The guidelines for git commit ID abbreviation are inconsistent: some
places state to use 12 characters exactly, while other places recommend
12 characters or more.  The same issue is present in the checkpatch.pl
script.

E.g. Documentation/dev-tools/checkpatch.rst says:

  **GIT_COMMIT_ID**
    The proper way to reference a commit id is:
    commit <12+ chars of sha1> ("<title line>")

However, scripts/checkpatch.pl has two different checks: one warning
check accepting 12 characters exactly:

    # Check Fixes: styles is correct
    Please use correct Fixes: style 'Fixes: <12 chars of sha1> (\"<title line>\")'

and a second error check accepting 12-40 characters:

    # Check for git id commit length and improperly formed commit descriptions
    # A correctly formed commit description is:
    #    commit <SHA-1 hash length 12+ chars> ("Complete commit subject")
    Please use git commit description style 'commit <12+ chars of sha1>

Hence patches containing commit IDs with more than 12 characters are
flagged by checkpatch, and sometimes rejected by maintainers or
reviewers.  This is becoming more important with the growth of the
repository, as git may decide to use more characters in case of local
conflicts.

Fix this by settling on at least 12 characters, in both the
documentation and in the checkpatch.pl script.

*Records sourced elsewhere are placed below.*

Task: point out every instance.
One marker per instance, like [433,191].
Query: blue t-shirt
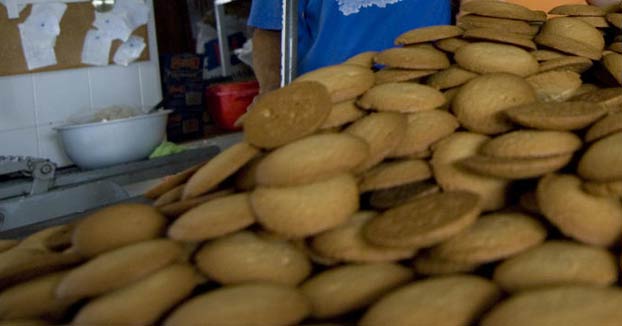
[331,31]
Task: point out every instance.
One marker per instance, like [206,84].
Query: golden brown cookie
[486,57]
[305,210]
[424,221]
[428,34]
[347,288]
[461,299]
[564,203]
[492,237]
[289,113]
[314,158]
[556,116]
[402,97]
[346,243]
[556,263]
[225,164]
[479,105]
[413,58]
[213,219]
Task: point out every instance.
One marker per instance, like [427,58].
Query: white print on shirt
[348,7]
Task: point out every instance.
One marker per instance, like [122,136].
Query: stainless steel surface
[289,42]
[101,144]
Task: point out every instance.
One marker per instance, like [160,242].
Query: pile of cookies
[474,179]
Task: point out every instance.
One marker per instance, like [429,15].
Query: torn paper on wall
[129,51]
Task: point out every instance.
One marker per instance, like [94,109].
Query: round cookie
[305,210]
[346,243]
[486,57]
[424,221]
[343,82]
[461,298]
[314,158]
[479,104]
[556,263]
[492,237]
[565,204]
[340,290]
[532,144]
[247,257]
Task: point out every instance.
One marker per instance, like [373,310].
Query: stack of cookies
[470,175]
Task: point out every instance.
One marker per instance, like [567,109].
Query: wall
[32,105]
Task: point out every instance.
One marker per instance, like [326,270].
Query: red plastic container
[227,102]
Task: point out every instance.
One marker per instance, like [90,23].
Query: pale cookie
[305,210]
[452,77]
[556,263]
[424,129]
[564,203]
[424,221]
[383,131]
[502,10]
[346,243]
[565,305]
[556,116]
[402,97]
[286,114]
[216,170]
[603,160]
[347,288]
[394,173]
[314,158]
[450,300]
[116,226]
[118,268]
[486,57]
[143,302]
[515,168]
[213,219]
[451,176]
[532,144]
[394,75]
[343,82]
[480,104]
[492,237]
[413,58]
[428,34]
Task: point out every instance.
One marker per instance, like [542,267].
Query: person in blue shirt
[331,31]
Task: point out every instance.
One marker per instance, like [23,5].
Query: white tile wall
[32,105]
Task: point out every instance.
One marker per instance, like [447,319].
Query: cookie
[479,105]
[346,243]
[413,58]
[461,298]
[314,158]
[116,226]
[248,257]
[395,173]
[556,116]
[402,97]
[557,263]
[565,204]
[428,34]
[260,303]
[492,237]
[486,57]
[289,113]
[305,210]
[213,219]
[532,144]
[451,176]
[341,290]
[424,221]
[216,170]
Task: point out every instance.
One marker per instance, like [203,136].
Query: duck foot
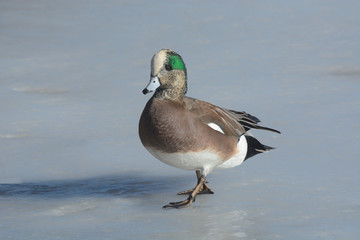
[203,190]
[187,202]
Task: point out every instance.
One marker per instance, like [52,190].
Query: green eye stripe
[176,62]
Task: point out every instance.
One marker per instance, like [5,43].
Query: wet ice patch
[72,208]
[39,90]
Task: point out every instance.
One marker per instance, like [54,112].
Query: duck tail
[255,147]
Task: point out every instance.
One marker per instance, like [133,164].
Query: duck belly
[204,160]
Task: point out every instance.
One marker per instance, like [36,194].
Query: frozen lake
[71,75]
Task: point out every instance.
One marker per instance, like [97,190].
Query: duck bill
[152,86]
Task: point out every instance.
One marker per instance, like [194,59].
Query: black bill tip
[145,91]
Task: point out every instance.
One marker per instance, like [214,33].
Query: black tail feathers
[255,147]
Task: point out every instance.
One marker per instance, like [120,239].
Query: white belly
[204,161]
[238,158]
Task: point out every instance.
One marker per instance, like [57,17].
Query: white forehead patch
[216,127]
[158,61]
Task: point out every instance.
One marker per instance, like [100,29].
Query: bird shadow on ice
[129,185]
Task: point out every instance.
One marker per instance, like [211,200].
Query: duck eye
[168,67]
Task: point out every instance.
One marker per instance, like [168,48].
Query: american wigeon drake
[190,134]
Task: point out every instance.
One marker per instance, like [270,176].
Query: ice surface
[71,75]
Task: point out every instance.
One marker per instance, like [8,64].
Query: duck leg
[187,202]
[204,189]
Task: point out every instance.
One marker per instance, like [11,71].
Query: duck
[192,134]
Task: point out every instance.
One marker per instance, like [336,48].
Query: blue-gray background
[71,75]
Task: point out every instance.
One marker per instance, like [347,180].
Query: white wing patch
[215,127]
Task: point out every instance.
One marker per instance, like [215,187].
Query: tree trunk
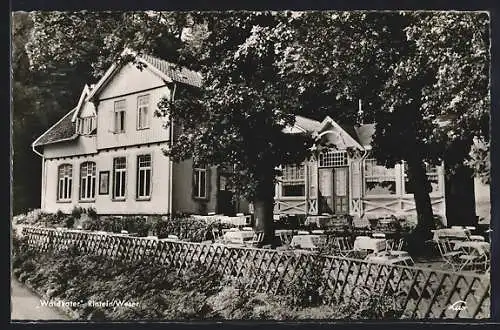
[425,216]
[264,206]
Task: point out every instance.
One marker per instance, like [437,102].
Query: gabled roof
[163,69]
[83,96]
[350,132]
[361,135]
[63,130]
[176,73]
[307,124]
[365,134]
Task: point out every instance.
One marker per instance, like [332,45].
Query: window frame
[125,179]
[436,172]
[297,176]
[91,123]
[394,176]
[65,184]
[141,107]
[331,157]
[197,170]
[93,181]
[145,169]
[116,112]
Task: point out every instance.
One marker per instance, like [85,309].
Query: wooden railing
[419,292]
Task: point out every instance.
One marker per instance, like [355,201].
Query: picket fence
[420,292]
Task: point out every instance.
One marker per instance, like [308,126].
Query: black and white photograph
[250,165]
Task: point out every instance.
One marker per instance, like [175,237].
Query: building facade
[345,179]
[107,153]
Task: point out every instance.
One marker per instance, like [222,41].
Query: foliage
[480,160]
[307,288]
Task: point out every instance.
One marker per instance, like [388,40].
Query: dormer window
[85,125]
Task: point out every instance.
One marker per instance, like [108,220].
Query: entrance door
[333,189]
[225,202]
[341,186]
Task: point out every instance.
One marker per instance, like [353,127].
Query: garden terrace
[419,292]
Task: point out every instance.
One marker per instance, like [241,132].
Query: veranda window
[143,111]
[333,158]
[293,181]
[144,168]
[432,177]
[64,182]
[119,177]
[87,181]
[379,180]
[119,116]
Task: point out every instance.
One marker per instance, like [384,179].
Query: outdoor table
[319,221]
[310,242]
[481,248]
[239,236]
[284,234]
[369,243]
[392,260]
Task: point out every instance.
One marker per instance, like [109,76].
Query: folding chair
[257,238]
[342,246]
[449,256]
[285,238]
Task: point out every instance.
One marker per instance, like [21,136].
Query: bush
[77,212]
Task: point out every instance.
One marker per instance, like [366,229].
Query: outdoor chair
[478,238]
[342,246]
[257,238]
[450,257]
[216,234]
[285,238]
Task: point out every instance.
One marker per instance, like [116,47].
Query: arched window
[64,182]
[87,181]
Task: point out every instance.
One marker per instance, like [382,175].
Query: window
[293,181]
[200,183]
[432,176]
[333,158]
[87,181]
[379,180]
[85,125]
[143,112]
[119,120]
[64,182]
[119,177]
[143,185]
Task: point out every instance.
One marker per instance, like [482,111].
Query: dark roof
[365,133]
[309,125]
[176,73]
[63,130]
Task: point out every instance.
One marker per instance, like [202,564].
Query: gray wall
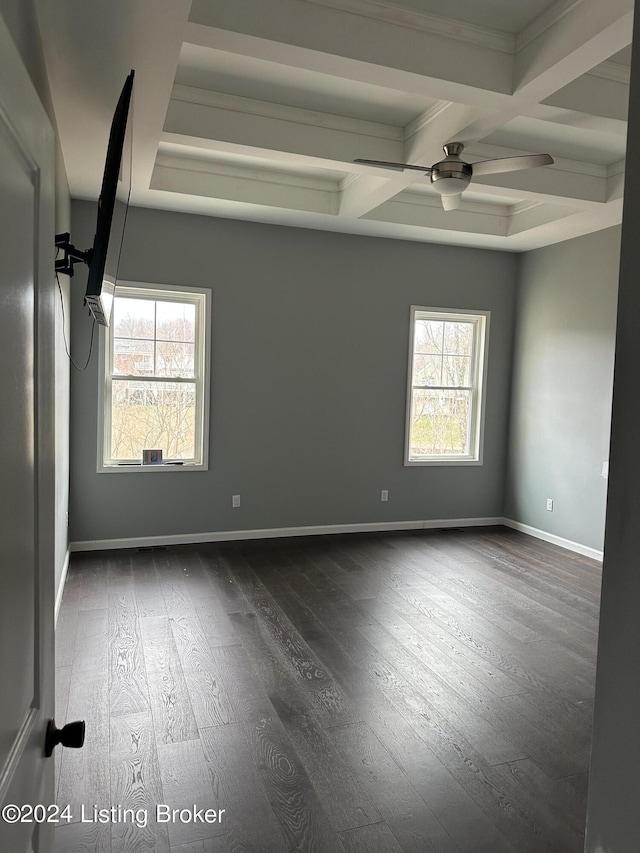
[21,20]
[561,392]
[614,781]
[309,364]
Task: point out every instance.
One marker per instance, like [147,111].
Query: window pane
[132,357]
[174,359]
[456,370]
[152,415]
[427,370]
[133,318]
[428,336]
[176,321]
[440,423]
[458,338]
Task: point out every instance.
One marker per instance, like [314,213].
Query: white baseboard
[275,532]
[60,590]
[554,540]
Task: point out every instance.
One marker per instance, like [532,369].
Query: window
[446,387]
[155,365]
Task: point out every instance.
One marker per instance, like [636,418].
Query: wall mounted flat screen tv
[103,259]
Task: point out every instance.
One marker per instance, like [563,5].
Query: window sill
[443,461]
[138,468]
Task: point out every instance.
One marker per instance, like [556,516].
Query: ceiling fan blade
[510,164]
[399,167]
[451,202]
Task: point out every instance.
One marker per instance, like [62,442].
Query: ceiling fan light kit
[451,176]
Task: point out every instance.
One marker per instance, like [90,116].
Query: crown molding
[394,13]
[616,168]
[283,112]
[612,71]
[419,122]
[544,21]
[245,173]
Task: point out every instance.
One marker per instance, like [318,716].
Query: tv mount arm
[71,254]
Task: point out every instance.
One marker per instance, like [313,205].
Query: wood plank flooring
[421,692]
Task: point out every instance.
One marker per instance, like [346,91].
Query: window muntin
[446,374]
[155,366]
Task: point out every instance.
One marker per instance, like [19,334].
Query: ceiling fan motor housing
[451,176]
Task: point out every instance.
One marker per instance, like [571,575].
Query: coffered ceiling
[256,109]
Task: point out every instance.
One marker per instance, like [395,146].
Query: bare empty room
[318,508]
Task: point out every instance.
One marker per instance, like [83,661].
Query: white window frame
[199,296]
[479,358]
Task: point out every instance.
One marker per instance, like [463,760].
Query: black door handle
[70,735]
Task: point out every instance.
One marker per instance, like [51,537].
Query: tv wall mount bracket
[71,255]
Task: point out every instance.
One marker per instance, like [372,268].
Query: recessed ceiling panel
[248,77]
[559,140]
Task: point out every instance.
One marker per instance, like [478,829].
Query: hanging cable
[64,336]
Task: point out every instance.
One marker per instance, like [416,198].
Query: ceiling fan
[451,176]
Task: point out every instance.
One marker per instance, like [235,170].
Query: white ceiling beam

Fixes: bd17e036b495bebb ("checkpatch: warn for non-standard fixes tag style")
Signed-off-by: Geert Uytterhoeven <geert+renesas@glider.be>
---
v2:
  - Rebase on top of commit 2f07b652384969f5 ("checkpatch: always parse
    orig_commit in fixes tag") in v6.13-rc1,
  - Update documentation, too.
---
 Documentation/process/maintainer-tip.rst     | 2 +-
 Documentation/process/submitting-patches.rst | 8 ++++----
 scripts/checkpatch.pl                        | 4 ++--
 3 files changed, 7 insertions(+), 7 deletions(-)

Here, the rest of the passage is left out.